Des expositions sont organisées dans la ville afin de raviver ce savoir-faire et d’assurer sa transmission entre les générations. Elles présentent les différentes étapes de cette pratique, depuis la cueillette et le séchage des fleurs jusqu’au processus de distillation à l’aide des ustensiles traditionnels en cuivre, connus sous le nom d'el « ketar », illustrant ainsi l’authenticité et la précision de cet artisanat.

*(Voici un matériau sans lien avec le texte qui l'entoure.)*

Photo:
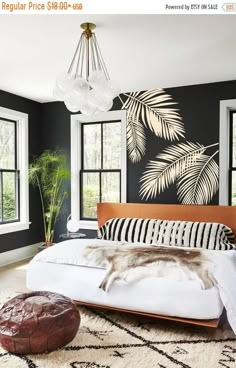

La dernière exposition, organisée dans la commune de Hamma Bouziane, a ravivé certaines traditions sociales constantinoises, telles que la « siniya el asr », reflet des coutumes locales. Elle a également mis en valeur des produits dérivés de l’eau de fleur d’oranger, comme les confiseries traditionnelles et les produits cosmétiques, montrant ainsi l’évolution de cet artisanat, passé d’une activité domestique à une pratique à dimension économique saisonnière.
L’événement a également été marqué par la distinction de plusieurs artisans et chercheurs dans le domaine du patrimoine immatériel, parmi lesquels Halima Ali Khouja, Loucif Moufida et Dracen Ziadi, en reconnaissance de leurs efforts pour préserver et transmettre cet héritage.
Depuis le palais de la culture Mohamed El Aid Al Khalifa, les autres activités du festival ont été lancées, transformant l’espace en une exposition vivante présentant les outils traditionnels de distillation et les produits de la fleur d’oranger, ainsi que des espaces artistiques et des œuvres inspirées de l’histoire de la ville, illustrant ainsi l’alliance entre patrimoine et création.
Dans une initiative connexe, 50 plants de bigaradier ont été mis en terre afin de renforcer le lien entre la ville et son environnement végétal. Le wali a indiqué que l’année 2026 sera consacrée aux métiers et à l’artisanat traditionnel, à travers des projets structurants tels que la réalisation d’un village artisanal dans la nouvelle ville Ali Mendjeli et la réception de la maison de l’artisanat à Bab El Kantara.
Ainsi, la distillation de la fleur d’oranger à Constantine demeure un savoir-faire profondément enraciné, mêlant dimension familiale et économique, reposant sur des techniques traditionnelles précises, de la cueillette jusqu’à la distillation, perpétuant ainsi la mémoire vivante de la ville et de son patrimoine.